La créature ne la regardait plus, penchée sur la libellule, le visage baissé, sa capuche couvrant son masque de pénombre. Voûtée, comme si elle priait. Il y avait dans cette vision, quelque chose de profondément triste, désespéré, une fragilité qui tranchait avec la force qui émanait de cette ombre l'instant d'avant. Tant et si bien que lorsque sa voix retentit à nouveau, calme, presque moqueuse, Erzsébet crut un instant l'avoir rêvée.

Quel gâchis. Et aujourd'hui ?

La lourdeur et l'intensité tragique qui pesaient sur la clairière la minute précédente avaient tout bonnement disparu. Son interlocuteur était de nouveau tourné vers elle, malgré l'insecte qui reposait toujours sur lui. La rousse se redressa, enfouissant ses mains dans les poches de son long manteau, relevant le menton.

— Aujourd'hui non, affirma-t-elle, avec assurance. Une affaire me retient encore dans le monde des vivants.

Une raison de vivre. Cette femme desespérée et prête à se laisser vaincre, ce n'était plus elle. L'égarement qui avait été le sien ne se reproduirait plus jamais. Les enfants du sang ne convoitaient pas la mort. Tout en eux le leur interdisait. Tout cette colère, cette rage, cette douleur, elle l'avait tourné envers quelqu'un d'autre. Envers le responsable de tout son malheur.

Une affaire ?

Elle acquiesça. Face à sa réponse silencieuse, l'ombre interrogea :

— Est-ce cette affaire qui te rappelle aujourd'hui sur ces terres que tu as quittées ? Et que cherches-tu dans le monde des vivants ?

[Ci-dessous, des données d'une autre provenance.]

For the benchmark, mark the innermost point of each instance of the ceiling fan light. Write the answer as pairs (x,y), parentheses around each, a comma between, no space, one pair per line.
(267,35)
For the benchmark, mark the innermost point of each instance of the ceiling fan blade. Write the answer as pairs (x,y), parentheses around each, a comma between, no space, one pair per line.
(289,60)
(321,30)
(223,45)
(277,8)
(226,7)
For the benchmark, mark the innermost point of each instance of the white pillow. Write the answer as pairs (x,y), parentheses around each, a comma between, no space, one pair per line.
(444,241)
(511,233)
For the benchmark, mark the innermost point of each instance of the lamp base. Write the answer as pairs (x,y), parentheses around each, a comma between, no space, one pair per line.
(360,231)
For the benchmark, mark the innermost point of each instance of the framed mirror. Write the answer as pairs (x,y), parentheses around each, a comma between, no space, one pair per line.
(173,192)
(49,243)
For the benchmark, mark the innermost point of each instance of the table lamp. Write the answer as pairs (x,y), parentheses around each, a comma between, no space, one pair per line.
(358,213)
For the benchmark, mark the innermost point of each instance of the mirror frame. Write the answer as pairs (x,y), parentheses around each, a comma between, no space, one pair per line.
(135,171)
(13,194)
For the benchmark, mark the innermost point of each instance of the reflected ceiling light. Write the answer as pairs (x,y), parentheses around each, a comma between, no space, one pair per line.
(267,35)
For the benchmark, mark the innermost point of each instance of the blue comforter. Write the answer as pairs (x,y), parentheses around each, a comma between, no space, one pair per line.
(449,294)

— Qui te dit que je cherche quelque chose ?

— Nous cherchons tous quelque chose. Pour certains, c'est le pouvoir. Je crois que tu es familière de cette quête.

Aïe !

Peu importe qui se dissimulait derrière l'ombre verte, cette personne semblait bien connaître le passé sombre de la rousse. Mais elle ne lui laissa pas le temps de répliquer, poursuivant sa lancée.

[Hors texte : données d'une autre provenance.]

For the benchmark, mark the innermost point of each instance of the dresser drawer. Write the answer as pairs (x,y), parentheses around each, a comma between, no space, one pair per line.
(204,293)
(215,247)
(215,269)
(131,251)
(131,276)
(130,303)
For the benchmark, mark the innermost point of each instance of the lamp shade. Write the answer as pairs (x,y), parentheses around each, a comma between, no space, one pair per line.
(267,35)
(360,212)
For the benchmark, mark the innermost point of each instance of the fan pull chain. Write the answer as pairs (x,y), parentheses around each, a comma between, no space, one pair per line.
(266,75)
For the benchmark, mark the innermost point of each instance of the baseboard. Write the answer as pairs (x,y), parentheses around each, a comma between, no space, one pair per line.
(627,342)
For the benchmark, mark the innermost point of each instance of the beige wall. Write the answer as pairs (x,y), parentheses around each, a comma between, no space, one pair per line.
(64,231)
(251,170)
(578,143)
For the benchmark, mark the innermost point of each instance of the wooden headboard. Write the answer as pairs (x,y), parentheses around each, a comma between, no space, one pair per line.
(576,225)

— Pour d'autres, il s'agit de l'amour. Mais il y a aussi la richesse, la gloire, l'immortalité...

— La vengeance, interrompit Erzsébet, relevant ses prunelles dorées vers les deux trous noirs creusés dans le masque blanc.

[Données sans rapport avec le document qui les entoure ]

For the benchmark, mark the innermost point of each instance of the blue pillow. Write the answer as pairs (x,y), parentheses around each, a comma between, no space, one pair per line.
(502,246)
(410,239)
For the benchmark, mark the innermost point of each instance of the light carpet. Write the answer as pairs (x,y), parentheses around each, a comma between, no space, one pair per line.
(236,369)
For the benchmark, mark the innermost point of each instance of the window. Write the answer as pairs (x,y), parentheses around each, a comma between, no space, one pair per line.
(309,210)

Oui, jadis, elle avait convoité le pouvoir, la richesse ou encore la gloire. Quant à l'immortalité, elle en était déjà pourvue et l'amour... elle y avait renoncé. Désormais, il n'y avait qu'une seule chose qu'elle désirait du plus profond de son cœur et elle n'en ressentait pas le besoin de se cacher. Encore moins envers cette ombre qui semblait bien plus être un allié qu'un ennemi dans toute cette histoire. La voix fantomatique de cette dernière s'éleva, dans un soupir pensif.

— La vengeance... Dangereux... Voilà un objectif qui, si l'on ne prête pas garde, risque de nous détruire sur sa route.

La princesse du sang plissa des yeux. Elle connaissait les risques. Mais elle n'avait plus rien à perdre aujourd'hui.

Mère, sauvez-nous !

Ignorant les murmures qui résonnèrent en son esprit, comme autant de mains cherchant à s'accrocher à elle, désespérément, elle s'avança à nouveau, réduisant un peu plus la distance qui la séparait de son mystérieux interlocuteur.

— Tu as dit que l'on ne chassait pas à mort les fantômes, se rappela-t-elle. Comment faire quand ce sont eux qui nous poursuivent ? Que dois-je faire d'autre pour libérer les âmes égarées de mes enfants des tourments où je les ai précipités ?

Avant qu'elle ne comprenne, l'ombre s'était rapprochée et ne se trouvait plus qu'à un mètre de distance d'elle. Elle avait bougé si vite que l'immortelle n'avait rien perçu. Le vent agitait encore les longs pans du manteau émeraude. La libellule s'était envolée.

— Culpabilité... C'est donc ça qui te motive, princesse du sang.

Son cœur rata un battement dans sa poitrine.

Sauvez-nous mère !

Aidez-nous mère !

— Qu'est-ce qu'une ombre errant dans les bois peut connaître à la culpabilité ? rétorqua-t-elle.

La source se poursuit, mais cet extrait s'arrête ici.